The model embeds mental health care centers throughout the community, making them accessible even when schools are closed, and all are run in partnership with young people. Adelsheim secured funding from the Robert Wood Johnson Foundation to explore the feasibility of bringing the model that became allcove to the U.S., and the network launched in 2021.
There are allcove centers in the California cities of Palo Alto, Redondo Beach and San Mateo, with centers in development in South Orange County and Sacramento. New funding from the state Department of Health Care Services will bring allcove to six more locations. Each center works with a consortium of local agencies and nonprofits.
The Santa Clara County Behavioral Health Services Department, for example, runs allcove Palo Alto, with Stanford Medicine Children’s Health providing adolescent medicine services. Financial support for allcove comes from many organizations, including Stanford Medicine Children’s Health, the California Mental Health Services Oversight and Accountability Commission, and the Lucile Packard Foundation for Children’s Health.
The allcove model involves youth in all aspects of what happens inside the centers.
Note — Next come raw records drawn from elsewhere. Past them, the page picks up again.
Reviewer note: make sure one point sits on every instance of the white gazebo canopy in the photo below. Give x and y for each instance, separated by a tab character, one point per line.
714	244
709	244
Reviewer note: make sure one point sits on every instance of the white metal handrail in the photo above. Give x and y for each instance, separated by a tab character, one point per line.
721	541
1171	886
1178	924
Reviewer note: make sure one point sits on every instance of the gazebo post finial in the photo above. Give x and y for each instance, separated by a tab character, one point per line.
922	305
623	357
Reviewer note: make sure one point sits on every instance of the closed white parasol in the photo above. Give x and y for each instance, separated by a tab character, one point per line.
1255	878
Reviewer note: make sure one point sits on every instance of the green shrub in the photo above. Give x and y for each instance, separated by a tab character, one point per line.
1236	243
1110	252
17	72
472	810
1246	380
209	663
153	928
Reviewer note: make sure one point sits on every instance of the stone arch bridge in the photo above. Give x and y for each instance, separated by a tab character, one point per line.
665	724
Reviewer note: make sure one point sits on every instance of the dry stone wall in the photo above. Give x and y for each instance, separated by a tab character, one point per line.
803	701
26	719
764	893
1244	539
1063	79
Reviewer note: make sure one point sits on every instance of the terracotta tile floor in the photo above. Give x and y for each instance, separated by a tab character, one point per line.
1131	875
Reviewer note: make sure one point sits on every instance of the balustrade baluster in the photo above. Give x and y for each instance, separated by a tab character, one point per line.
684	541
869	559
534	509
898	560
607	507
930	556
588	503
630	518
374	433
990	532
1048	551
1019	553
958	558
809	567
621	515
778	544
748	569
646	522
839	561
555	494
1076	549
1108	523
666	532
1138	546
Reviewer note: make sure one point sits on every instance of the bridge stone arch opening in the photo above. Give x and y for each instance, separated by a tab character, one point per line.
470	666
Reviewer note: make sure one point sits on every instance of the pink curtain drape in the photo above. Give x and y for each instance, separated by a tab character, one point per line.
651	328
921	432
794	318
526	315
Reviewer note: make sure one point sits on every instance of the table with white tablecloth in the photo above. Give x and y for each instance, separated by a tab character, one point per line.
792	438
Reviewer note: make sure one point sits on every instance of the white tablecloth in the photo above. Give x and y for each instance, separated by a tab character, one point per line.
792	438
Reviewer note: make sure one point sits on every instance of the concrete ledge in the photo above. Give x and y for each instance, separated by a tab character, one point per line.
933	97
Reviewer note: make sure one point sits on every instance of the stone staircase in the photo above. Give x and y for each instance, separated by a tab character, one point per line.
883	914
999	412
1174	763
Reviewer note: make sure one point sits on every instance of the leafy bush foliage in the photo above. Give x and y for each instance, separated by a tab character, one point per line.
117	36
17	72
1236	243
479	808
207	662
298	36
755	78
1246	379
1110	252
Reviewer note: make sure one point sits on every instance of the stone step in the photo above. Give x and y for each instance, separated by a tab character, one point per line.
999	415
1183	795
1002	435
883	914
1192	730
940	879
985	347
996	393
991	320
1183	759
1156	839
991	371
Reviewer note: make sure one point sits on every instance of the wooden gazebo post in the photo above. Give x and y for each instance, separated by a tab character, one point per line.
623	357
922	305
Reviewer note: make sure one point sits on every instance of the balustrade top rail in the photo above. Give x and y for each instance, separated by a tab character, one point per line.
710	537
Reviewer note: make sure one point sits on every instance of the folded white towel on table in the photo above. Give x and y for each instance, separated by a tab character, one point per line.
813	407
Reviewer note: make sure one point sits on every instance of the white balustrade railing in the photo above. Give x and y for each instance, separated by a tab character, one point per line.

Each site has its own advisory group made up of 16- to 25-year-olds, many of whom have lived experience with mental health challenges.
These groups work to make sure anyone who walks into an allcove center feels welcome, whether they are enjoying the colorful, comfortable seating in the lobby or are completing intake forms that have been rewritten to use inclusive language. The approach is effective: Young people logged more than 4,000 visits to allcove Beach Cities in Redondo Beach in the year and a half after it opened.
“Valuing youth input also lets allcove constantly evolve to quickly meet the needs of the community,” said Nina N., who served as a youth adviser for four years starting when she was in high school. Because of that experience, Nina is now working toward a career in health policy so she can continue to break down barriers to care. (Nina’s surname has not been used to protect her privacy.)
Clinicians and staff collaborate with youth advisers to create workshops based on community needs, on topics such as the importance of sleep or how to manage stress. The centers also offer programs to build community and a sense of belonging — for example, game nights at all centers, DJ classes at allcove Beach Cities and “hooked on crochet” classes at allcove Palo Alto.
At no or low cost to them, visitors to allcove can receive individual, group and family therapy in addition to medication therapy. Each center also offers drop-in appointments and a menu of additional services that all reinforce mental health, including substance use treatment, physical health services, peer and family support, and education and employment support.
“When researchers study the effectiveness of models like allcove, a common question they ask youth is, ‘If you hadn’t come here today, where would you have gone?’ and usually the answer is, ‘Nowhere,’” Adelsheim said. “It is so important that youth have a place to go, and the allcove model is creating access where there wasn’t any before.”